Wednesday, June 25, 2014
Making Friends and Finding Customers: Using the Same Process to Find Both
Young children tend to be relatively indiscriminate when it comes to making friends. As long as the other child is remotely interested in playing the game at hand, they tend to quickly run off together at a playground. As people grow up, however, they tend to become a little more selective when it comes to choosing friends. As we age, we look for people who share interests with us and possess a similar life outlook. When we find people who share these particular qualities, we begin to form relationships and bond with them.
Why we care about finding friends with similar interests
We seek friends who share our interests because these common touch points make it easy to find things to discuss with them. Friends who share our interests can anticipate our needs, answer our questions, and engage us in a way that people with whom we have nothing in common cannot.
Of course, these similarities don't have to revolve around particular activities. Sometimes, personality traits or beliefs will draw us to our closest friends. But in all cases, there's something we find engaging and significant in the other person when we begin to form a friendship.
Relationships with companies
For your company to be successful, you must build relationships with your potential customers. Understanding the dynamics of friendship can make this easier. Similar to the process of meeting new friends, your company must seek out potential customers who have particular characteristics that align with your buyer personas.
Just as a person seeks new friends by participating in activities they enjoy, you, must look for new potential customers in areas where those prospects tend to congregate. This might mean going to Twitter if you're trying to reach the college-age crowd or to the daily commuter newspaper to reach middle-aged commuters on the metro. Knowing where to go to meet potential customers will make an enormous difference in the success of your marketing campaign.
Once a new customer has been introduced to your company, the relationship will need to be nurtured, so it can grow. There are a number of techniques you can use here. For example, providing a regular stream of content that offers value to customers will help them grow to trust your company to answer their questions and provide them with the services they require. Compelling content will also keep bringing customers back to your website or physical place of business. The more they return and are exposed to the company brand, the more willing they will be to do business with you.
You can also build relationships with customers by encouraging camaraderie among them. When customers feel like part of an exclusive group, they tend to have greater feelings of customer loyalty and are more likely to become repeat customers.

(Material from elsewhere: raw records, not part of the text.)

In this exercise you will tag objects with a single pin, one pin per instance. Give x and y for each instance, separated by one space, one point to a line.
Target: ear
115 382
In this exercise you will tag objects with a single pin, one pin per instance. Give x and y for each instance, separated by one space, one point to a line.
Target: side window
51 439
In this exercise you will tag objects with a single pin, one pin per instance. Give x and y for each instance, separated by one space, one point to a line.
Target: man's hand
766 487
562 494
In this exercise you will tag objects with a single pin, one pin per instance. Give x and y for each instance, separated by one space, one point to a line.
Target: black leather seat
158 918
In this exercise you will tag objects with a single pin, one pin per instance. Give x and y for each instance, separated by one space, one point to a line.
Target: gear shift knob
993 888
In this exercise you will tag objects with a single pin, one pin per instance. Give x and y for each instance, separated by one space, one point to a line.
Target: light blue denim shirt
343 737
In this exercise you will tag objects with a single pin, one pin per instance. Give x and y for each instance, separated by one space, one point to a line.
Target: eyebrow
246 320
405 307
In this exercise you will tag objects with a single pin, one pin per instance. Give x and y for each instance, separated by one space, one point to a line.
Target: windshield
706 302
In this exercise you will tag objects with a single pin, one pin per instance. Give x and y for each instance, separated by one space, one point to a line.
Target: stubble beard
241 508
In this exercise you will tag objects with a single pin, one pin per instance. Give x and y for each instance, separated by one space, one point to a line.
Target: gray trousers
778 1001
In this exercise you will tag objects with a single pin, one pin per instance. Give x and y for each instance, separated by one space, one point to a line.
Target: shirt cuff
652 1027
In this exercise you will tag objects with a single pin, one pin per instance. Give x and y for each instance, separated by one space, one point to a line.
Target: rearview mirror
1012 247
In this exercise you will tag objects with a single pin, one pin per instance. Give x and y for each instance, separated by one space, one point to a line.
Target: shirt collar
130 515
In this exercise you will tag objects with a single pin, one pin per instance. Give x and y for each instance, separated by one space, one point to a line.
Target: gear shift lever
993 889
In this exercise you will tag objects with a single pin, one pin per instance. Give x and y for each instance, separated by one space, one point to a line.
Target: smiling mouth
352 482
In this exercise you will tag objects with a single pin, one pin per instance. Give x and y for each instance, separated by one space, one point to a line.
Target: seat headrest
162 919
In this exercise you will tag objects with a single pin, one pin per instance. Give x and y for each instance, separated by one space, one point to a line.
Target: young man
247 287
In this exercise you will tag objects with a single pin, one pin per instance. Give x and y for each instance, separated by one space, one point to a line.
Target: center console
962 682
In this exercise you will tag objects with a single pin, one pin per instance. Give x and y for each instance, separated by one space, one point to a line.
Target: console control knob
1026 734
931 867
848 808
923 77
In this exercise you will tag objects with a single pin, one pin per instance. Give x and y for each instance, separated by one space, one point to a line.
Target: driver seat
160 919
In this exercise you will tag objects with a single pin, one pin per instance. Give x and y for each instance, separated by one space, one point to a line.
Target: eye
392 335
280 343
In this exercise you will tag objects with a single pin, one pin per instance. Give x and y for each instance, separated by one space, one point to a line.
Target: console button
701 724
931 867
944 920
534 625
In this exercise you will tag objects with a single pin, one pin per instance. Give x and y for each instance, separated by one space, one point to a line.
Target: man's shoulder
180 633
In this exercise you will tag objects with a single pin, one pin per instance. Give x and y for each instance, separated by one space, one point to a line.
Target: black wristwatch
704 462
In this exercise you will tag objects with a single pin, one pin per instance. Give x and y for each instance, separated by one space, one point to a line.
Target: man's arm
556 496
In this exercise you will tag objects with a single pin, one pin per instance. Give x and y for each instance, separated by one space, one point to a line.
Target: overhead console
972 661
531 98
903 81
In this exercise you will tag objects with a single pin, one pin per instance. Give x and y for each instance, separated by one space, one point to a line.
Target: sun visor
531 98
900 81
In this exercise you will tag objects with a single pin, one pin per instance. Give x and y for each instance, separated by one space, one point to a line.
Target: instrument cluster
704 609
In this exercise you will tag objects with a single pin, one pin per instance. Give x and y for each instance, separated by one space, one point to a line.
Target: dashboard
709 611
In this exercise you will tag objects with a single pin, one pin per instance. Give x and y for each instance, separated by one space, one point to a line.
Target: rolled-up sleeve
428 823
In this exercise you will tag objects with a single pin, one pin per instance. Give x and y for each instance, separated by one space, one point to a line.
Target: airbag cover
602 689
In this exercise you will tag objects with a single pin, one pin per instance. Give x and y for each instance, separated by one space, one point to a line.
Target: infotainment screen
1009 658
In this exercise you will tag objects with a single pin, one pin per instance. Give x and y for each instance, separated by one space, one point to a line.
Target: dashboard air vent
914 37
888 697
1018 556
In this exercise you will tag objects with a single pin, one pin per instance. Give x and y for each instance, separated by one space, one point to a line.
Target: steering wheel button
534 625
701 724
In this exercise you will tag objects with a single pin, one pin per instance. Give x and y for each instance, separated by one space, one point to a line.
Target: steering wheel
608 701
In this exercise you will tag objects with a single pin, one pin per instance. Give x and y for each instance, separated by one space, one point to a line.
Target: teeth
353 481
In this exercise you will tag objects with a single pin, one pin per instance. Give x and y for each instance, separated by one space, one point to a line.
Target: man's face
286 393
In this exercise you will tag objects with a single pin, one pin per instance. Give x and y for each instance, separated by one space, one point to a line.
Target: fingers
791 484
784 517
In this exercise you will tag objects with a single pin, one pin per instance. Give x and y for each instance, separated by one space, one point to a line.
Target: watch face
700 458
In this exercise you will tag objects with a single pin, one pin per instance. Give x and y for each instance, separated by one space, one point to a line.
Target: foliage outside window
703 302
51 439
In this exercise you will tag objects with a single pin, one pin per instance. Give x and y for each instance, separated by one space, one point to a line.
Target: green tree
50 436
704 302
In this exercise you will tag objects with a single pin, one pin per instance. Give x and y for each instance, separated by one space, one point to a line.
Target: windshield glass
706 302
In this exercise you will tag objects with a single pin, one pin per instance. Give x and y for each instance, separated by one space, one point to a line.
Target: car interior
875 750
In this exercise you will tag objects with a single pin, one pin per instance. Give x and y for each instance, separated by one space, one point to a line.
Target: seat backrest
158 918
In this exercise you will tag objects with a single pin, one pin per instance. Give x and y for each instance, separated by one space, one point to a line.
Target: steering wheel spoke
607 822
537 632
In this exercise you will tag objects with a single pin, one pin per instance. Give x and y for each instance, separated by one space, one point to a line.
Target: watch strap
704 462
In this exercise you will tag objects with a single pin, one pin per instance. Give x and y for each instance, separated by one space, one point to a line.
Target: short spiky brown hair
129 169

Building friendships typically involves finding people who share particular traits in common. You naturally use those traits to build a relationship you come to rely upon and trust. Similar techniques need to be used when building a customer base. Seek people with particular characteristics that match your identified consumer personas, then work to nurture those relationships and encourage people to return time and again. If you think of finding customers like finding friends, you should have great success building a marketing campaign.